Die Handlung spielt 1983 in Zagreb. Mitten in einer schneereichen Nacht dringt ein nackter Mann in die Wohnung von Zorka Vasiljević ein und behauptet, aus der Zukunft zu kommen, genauer gesagt aus dem Jahr 2031. Seine Mission ist es, eine Pandemie des "Virus der pathologischen Güte" zu verhindern, die die Menschheit bedroht. Zorka hält ihn zunächst für einen Betrüger, doch im Laufe des Abends beginnen sich seine Vorhersagen zu bewahrheiten.

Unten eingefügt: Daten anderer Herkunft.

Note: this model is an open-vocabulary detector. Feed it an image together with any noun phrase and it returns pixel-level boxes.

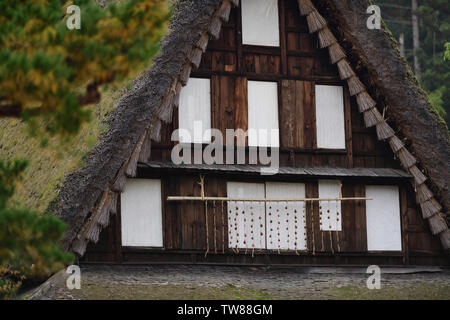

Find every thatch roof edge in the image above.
[50,0,222,251]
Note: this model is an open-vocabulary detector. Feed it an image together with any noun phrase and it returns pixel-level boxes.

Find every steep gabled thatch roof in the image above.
[48,0,450,255]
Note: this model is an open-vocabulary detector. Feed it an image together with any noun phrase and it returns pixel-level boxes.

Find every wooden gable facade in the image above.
[82,0,448,265]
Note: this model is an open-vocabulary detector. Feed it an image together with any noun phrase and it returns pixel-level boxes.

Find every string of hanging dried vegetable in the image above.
[269,205,273,248]
[221,200,225,254]
[285,202,291,252]
[277,204,281,254]
[302,202,309,253]
[257,203,266,252]
[250,202,255,258]
[213,201,217,254]
[319,202,325,252]
[234,202,239,253]
[336,200,342,252]
[310,201,316,255]
[294,202,299,255]
[242,201,248,254]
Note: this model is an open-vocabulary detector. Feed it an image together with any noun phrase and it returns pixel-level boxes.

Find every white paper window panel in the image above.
[241,0,280,47]
[366,186,402,251]
[120,179,163,247]
[178,78,211,143]
[227,182,266,250]
[319,180,342,231]
[315,85,345,149]
[266,182,306,250]
[248,81,280,148]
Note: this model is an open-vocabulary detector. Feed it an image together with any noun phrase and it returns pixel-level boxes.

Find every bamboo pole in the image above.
[167,196,373,202]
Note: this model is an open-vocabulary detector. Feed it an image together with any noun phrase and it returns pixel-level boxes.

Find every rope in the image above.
[205,201,209,258]
[213,201,217,254]
[302,203,309,253]
[311,201,316,255]
[221,201,225,254]
[336,201,342,252]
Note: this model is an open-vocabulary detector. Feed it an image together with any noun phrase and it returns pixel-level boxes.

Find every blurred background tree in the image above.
[0,0,170,298]
[376,0,450,127]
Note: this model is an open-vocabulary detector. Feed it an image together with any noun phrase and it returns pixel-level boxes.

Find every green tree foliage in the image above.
[0,0,170,298]
[376,0,450,127]
[0,160,73,299]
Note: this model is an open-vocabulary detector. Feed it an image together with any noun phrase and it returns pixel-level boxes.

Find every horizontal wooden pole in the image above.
[167,196,372,202]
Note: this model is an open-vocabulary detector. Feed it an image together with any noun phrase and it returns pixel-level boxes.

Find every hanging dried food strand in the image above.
[205,200,209,258]
[234,202,239,253]
[250,201,255,251]
[213,201,217,254]
[336,200,342,252]
[310,200,316,255]
[258,203,266,252]
[319,202,330,252]
[242,201,248,254]
[221,200,225,254]
[285,201,291,248]
[277,203,281,254]
[269,203,273,248]
[294,202,299,255]
[302,201,309,253]
[228,201,234,252]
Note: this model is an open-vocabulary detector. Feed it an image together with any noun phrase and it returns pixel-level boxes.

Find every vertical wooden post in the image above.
[344,85,353,168]
[278,0,287,76]
[114,193,123,264]
[400,187,409,265]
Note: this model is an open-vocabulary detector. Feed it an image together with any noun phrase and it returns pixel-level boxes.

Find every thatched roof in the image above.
[53,0,450,255]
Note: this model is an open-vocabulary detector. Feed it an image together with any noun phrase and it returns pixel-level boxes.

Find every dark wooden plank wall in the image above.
[83,173,445,265]
[152,0,400,168]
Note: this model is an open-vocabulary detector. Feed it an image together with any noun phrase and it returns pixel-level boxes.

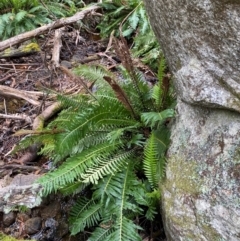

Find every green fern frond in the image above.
[81,150,134,184]
[15,11,27,22]
[38,143,123,195]
[106,217,142,241]
[88,227,114,241]
[143,134,158,189]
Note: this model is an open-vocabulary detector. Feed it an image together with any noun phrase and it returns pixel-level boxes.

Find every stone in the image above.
[145,0,240,241]
[24,217,42,235]
[3,212,16,227]
[0,174,42,213]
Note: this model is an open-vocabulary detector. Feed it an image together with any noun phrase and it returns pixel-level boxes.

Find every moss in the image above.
[163,158,202,195]
[0,232,32,241]
[202,224,222,241]
[22,43,40,52]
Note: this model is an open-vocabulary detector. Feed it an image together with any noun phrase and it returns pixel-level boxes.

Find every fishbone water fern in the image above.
[16,40,174,241]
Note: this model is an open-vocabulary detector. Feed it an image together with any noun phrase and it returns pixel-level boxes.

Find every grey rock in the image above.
[145,0,240,241]
[3,212,16,227]
[0,174,41,213]
[25,217,42,235]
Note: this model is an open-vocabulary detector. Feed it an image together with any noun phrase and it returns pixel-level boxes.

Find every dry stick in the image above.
[13,102,62,165]
[0,5,100,51]
[0,113,32,123]
[0,85,53,106]
[52,28,64,68]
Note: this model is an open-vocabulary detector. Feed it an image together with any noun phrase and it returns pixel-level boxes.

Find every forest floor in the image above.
[0,24,164,240]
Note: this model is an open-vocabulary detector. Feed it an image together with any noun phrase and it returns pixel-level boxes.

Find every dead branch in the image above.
[0,5,100,51]
[0,113,32,123]
[12,102,62,165]
[52,28,64,68]
[0,85,54,106]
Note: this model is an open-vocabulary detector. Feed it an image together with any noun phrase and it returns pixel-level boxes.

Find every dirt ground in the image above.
[0,24,164,240]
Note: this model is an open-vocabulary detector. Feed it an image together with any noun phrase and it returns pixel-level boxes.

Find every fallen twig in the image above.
[0,85,54,106]
[0,5,100,51]
[0,113,32,123]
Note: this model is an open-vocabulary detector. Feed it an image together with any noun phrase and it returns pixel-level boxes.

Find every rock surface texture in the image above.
[145,0,240,241]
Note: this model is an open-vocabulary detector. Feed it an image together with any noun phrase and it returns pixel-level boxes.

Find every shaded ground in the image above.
[0,26,164,241]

Parodie auf Gegenwart und Zukunft
Der Film parodiert auf satirische Weise Phänomene der Gegenwart, Ereignisse der jüngeren Vergangenheit und eine Zukunftswelt, in der Güte zum gefährlichsten Virus werden könnte. Das Drehbuch schrieb Regisseur Predrag Ličina selbst nach seiner gleichnamigen Erzählung aus der 2022 erschienenen Sammlung "Bljuzga u sumrak" (wörtlich: "Matsch in der Dämmerung").
"Ich bin sehr glücklich und zufrieden, dass mein 'Virus der pathologischen Güte', gedreht in serbisch-kroatischer Koproduktion, seine Weltpremiere ausgerechnet in Sarajevo feiern wird, denn das Team dort weiß, dass der beste Witz der ist, den man auf eigene Kosten macht", sagte Ličina gegenüber Kurir.rs.
Star-Besetzung
Das Schauspielensemble wird angeführt von Hristina Popović in der Rolle der Zorka Vasiljević und Nikola Đuričko als Luka Radivojević. Dazu gesellen sich Gordan Kičić (Zigi Vasiljević), Tihana Lazović Trifunović (Polizistin Sutjeska), Goran Bogdan (Polizist Bogdan) und Rade Šerbedžija (Slobodan Novak).
Produzent des Films ist Đorđe Vranješ, Koproduzentin Vanja Sremac, und assoziierter Produzent Aleš Pavlin. Der Film entstand in den Produktionsfirmen Stiglitz Productions aus Serbien und Terminal 3 aus Kroatien.
Kroatische Unterstützung und Kofinanzierung
Das Projekt wurde mit Mitteln des Filmskog centra Srbije (FCS) und des Kroatischen Audiovisuellen Zentrums (HAVC) kofinanziert. Finanzielle Unterstützung kam auch vom Amt für Menschenrechte und Rechte nationaler Minderheiten der kroatischen Regierung über den Serbischen Nationalrat, was die Bedeutung dieser regionalen Zusammenarbeit zusätzlich unterstreicht.
Für die Kamera zeichnen Saša Petković und Dragan Radetić verantwortlich, für den Schnitt Vanja Kovačević, und für den Ton Igor Suzić und Zoran Maksimović. Die Musik stammt von den Komponisten Jura Ferina und Pavao Miholjević. Das Szenenbild entwarf Dušan Radoičić, die Kostüme Selena Orb, und für das Maskenbild war Aleksandra Pavelkić Janković zuständig. Für die visuellen Effekte war David Gatarić verantwortlich, für die Farbkorrektur Goran Todorić.
Kinostart im November
Die Dreharbeiten dauerten drei Wochen in Pančevo, und der Kinostart wird für November 2026 in Serbien, Kroatien, Slowenien, Bosnien und Herzegowina sowie Montenegro erwartet.
Dies ist der zweite Spielfilm von Predrag Ličina, der seinen unverwechselbaren satirischen Stil mit Science-Fiction-Elementen fortsetzt, bekannt aus seinem preisgekrönten Debüt "Poslednji Srbin u Hrvatskoj" (Der letzte Serbe in Kroatien) und dem Kurzfilm "Teleport Zovko".